Samarai was “The Pearl of the Pacific” and became a magnet for adventurers of all kinds – even Malinowsky, the renowned anthropologist, stayed for a while. Business and Government flourished. Fine homes were built and a bakery and soda water factory produced essential food and drink. Rubbish was dumped at sea just off the wharf – but in those days everything was biodegradable, except for glass.

Now divers can scavenge through the multitude of modern beer bottles, to find torpedo and marble-stoppered bottles from the 1890’s. Poorly blown, with imbedded bubbles, some of these bottles have laid undisturbed for so many years that the glass is thicker on the side the bottle has laid on. Most, abraded by the sand and sea, are without financial value, but fascinating for their history. A fine display can be viewed at Tawali Dive Resort. Probably the most sought after is the marble bottle marked “Patchings – Samarai” made especially for the soda factory on the island.

Eventually Port Moresby became the centre for government and Samarai, lacking a convenient airstrip, was not even deemed suitable for the Provincial (District) Headquarters. In 1968 the town was moved to Alotau. Even some grand houses were moved piece by piece, the remaining cement stairways rising perhaps to heaven – but nowhere else.

Samarai, somehow still retaining its charm, defiantly surrenders to tropical mould, rust and termites, and big ships pass her by. Even so the eastern section of the wharf still stands while the middle section was demolished and the west section left to fall apart. A pearl farm, gallantly breeding Gold Lip pearl shell in a bio-clean room inside an ancient warehouse, has brought back enterprise, and happy greetings are the rule from the friendly inhabitants, but the fact is that Samarai is a shadow of its former glory.

Except underwater. Here it has never been better.

Caressed by the notorious tidal currents of China Strait, the wharf piles are havens for a miraculous multitude of marine creatures. Yellow Tubastraea corals, polyps blooming even in daytime, provide a golden yellow backdrop to swirling baitfish, batfish, convictfish, catfish and angelfish – including the elsewhere-rare black Samarai angelfish, now named after Tawali operator Rob Vanderloos (Chaetodontoplus vanderloosi).

A Wobbegong shark is usually resting in the shade of the wharf along with scorpionfish, stonefish, toadfish, crocodilefish and octopus. Care needs to be taken to avoid fishing line snares and sharp-edged clams, and a Port Moresby tide chart is useful to predict Samarai slack current – two hours before and four hours after high tide Moresby. If you have a fancy modern navigation computer you may be surprised to find its information not so accurate.
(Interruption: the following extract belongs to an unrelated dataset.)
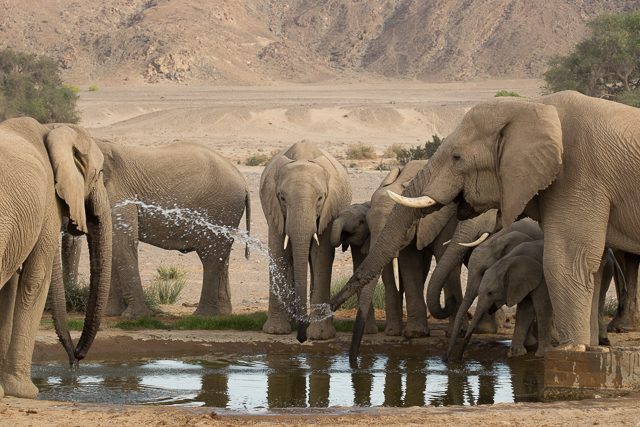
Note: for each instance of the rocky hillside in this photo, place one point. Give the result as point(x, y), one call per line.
point(261, 41)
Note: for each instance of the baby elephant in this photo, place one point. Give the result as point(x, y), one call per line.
point(518, 278)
Current scoured sand gutters off the wharf are good paces to search for old bottles. Lively reef patches edge the gutters where resident lionfish, damsels and feather stars hide the lairs of mantis shrimp. A rusty overgrown anchor juts out from the seabed, an unusual maroon-coloured sea star snuggling a fluke.

For many years the sea has not been the official dumping ground for Samarai rubbish. Old junk is now the home for fish, and a base for coral growth. As Samarai above water continues its decline, its underwater surprises multiply and astonish.

 

FACT SHEET

Position – Samarai is a small island off the southeast tip of the mainland of PNG. You can walk around the island in 20 minutes. It is approximately one hour in a speedboat from the Milne Bay Province capital of Alotau.
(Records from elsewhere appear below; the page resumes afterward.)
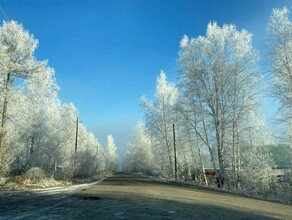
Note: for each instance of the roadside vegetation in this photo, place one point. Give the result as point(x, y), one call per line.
point(42, 142)
point(213, 116)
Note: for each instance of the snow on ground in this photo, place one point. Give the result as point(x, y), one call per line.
point(51, 190)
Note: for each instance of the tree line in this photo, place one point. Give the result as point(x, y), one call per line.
point(216, 107)
point(37, 129)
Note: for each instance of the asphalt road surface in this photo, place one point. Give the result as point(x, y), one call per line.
point(125, 196)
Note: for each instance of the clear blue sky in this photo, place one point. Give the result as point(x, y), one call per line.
point(107, 54)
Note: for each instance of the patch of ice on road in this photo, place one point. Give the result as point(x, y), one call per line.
point(119, 215)
point(56, 190)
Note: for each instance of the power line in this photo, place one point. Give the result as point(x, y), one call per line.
point(4, 13)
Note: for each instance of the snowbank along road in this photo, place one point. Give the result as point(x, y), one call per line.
point(125, 196)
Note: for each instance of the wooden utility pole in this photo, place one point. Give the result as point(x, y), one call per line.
point(76, 135)
point(174, 147)
point(4, 112)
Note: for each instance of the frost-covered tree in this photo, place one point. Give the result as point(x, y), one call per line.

There are daily flights to Alotau (Gurney airport) from Port Moresby by Air Niugini and Airlines PNG. Flight time is one hour or less.

Accommodation near Samarai can be obtained at the Doini Plantation Resort see

http://www.doiniisland.com/

Live-aboard dive boats MV Golden Dawn, FeBrina, Chertan and Spirit of Niugini occasionally include Samarai on their itineraries. Tawali Dive Resort offers day trips to Samarai for its guests. A six night 15 dive package at Tawali costs USD2,206 pp for double occupancy. Live aboard rates pp per night are Chertan at USD285.00; Spirit at USD340 – 360.00;  FeBrina at USD395.00 and Golden Dawn at USD350 to 400.00.